Le Tribunal administratif fédéral confirme l’exécution de renvoi en Érythrée malgré la menace d’enrôlement forcé au service national
À ce jour, les informations disponibles sur la situation en Érythrée et notamment sur le service national érythréen sont incertaines et manquent de fiabilité. Dans son arrêt, le TAF décrit clairement l’absence de clarté des indications dont il dispose. Selon le tribunal, les «fact finding missions» ne fournissent pas non plus d’informations fiables d’autant plus qu’elles proviennent de sources diplomatiques, de membres du gouvernement ou de sympathisants du régime. Malgré cela, le tribunal prend un arrêt de principe qui va bien au-delà du cas du jeune plaignant de 21 ans: il conclut en effet que le recrutement forcé à durée illimitée dans le service national érythréen ne peut être considéré comme risque grave après le retour. Selon le tribunal, l’exécution du renvoi est donc autorisée et raisonnable.
Argumentaire sans fondement juridique
Dans son arrêt, le TAF en vient à la conclusion que le travail à durée indéterminée à réaliser dans le cadre du service national illimité peut être qualifié de travail forcé, interdit dans le sens de l’art. 4 al. 2 Convention européenne des droits de l’homme (CEDH). Selon lui, il ne s’agit toutefois pas d’un motif suffisant pour rejeter l’exécution du renvoi, l’interdiction de travail forcé n’était pas enfreinte de manière assez «grave». Le tribunal pense en effet qu’il faut d’une part tenir compte des conditions de travail disproportionnellement difficiles dans le contexte du système économique socialiste érythréen et de la doctrine de l’État. «Un tel argumentaire est extrêmement discutable et sans fondement juridique: le travail forcé doit obligatoirement impliquer une interdiction de refoulement», selon Peter Meier, responsable de la politique d’asile à l’OSAR.

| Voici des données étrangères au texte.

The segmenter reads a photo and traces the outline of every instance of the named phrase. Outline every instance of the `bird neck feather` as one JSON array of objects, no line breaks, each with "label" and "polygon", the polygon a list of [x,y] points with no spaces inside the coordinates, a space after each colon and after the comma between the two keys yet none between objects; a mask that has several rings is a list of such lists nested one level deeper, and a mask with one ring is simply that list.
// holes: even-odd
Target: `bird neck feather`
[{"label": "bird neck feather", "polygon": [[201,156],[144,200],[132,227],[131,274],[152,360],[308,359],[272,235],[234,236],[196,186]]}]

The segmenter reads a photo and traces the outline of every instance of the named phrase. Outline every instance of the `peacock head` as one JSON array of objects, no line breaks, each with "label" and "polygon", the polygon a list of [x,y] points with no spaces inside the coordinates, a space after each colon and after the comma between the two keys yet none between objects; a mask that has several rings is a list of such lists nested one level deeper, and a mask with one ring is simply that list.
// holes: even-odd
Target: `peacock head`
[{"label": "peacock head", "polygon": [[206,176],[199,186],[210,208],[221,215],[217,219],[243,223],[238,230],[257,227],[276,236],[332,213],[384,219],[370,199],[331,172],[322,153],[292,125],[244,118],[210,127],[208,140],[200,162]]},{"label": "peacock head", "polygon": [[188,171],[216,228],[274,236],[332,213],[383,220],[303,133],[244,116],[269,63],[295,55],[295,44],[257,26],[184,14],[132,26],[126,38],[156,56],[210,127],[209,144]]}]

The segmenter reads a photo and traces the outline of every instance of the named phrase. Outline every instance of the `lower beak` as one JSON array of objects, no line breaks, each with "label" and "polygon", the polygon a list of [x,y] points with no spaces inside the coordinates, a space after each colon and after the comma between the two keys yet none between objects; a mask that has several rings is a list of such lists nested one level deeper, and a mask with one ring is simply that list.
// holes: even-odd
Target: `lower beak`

D’autre part, le tribunal semble persuadé que le travail forcé du service national érythréen engendre des maltraitances et des abus sexuels envers les recrues féminines. Le fait que ces abus soient «observés partout» n’est toutefois pas «suffisamment documenté». Le TAF demande donc de prouver la présence d’un risque systématique, impossible à justifier par les personnes concernées. La notion de protection est ainsi occultée. Le tribunal déroge donc de sa maxime inquisitoire et demande à l’Érythréen concerné d’apporter la preuve de sa requête. En agissant ainsi, le TAF accepte consciemment le risque de maltraitance pour les Érythréennes et Érythréens devant faire leur service national.
Contradiction avec la jurisprudence de la CEDH
Se référant à son propre arrêt du 30 janvier 2017, le TAF occulte également le risque d’emprisonnement lié au départ illégal du plaignant et avec lui, une éventuelle violation de l’interdiction de torture (art. 3 CEDH). Cette décision est en contradiction avec la récente jurisprudence prononcée par la Cour européenne des droits de l’homme.
Un durcissement injustifié
Outre le fait que le besoin de protection de la personne concernée n’a pas été suffisamment pris en compte par le tribunal, les rapatriements forcés vers l’Érythrée ne sont pas réalisables. L’OSAR constate qu’avec ce durcissement injustifié, la Suisse va bien plus loin que tous les autres pays européens. Cette manière d’opérer est non seulement extrêmement préoccupante dans la perspective des droits humains, mais entraîne aussi l’arrivée en masse de personnes nécessitant une aide humanitaire et devant vivre dans une situation extrêmement précaire.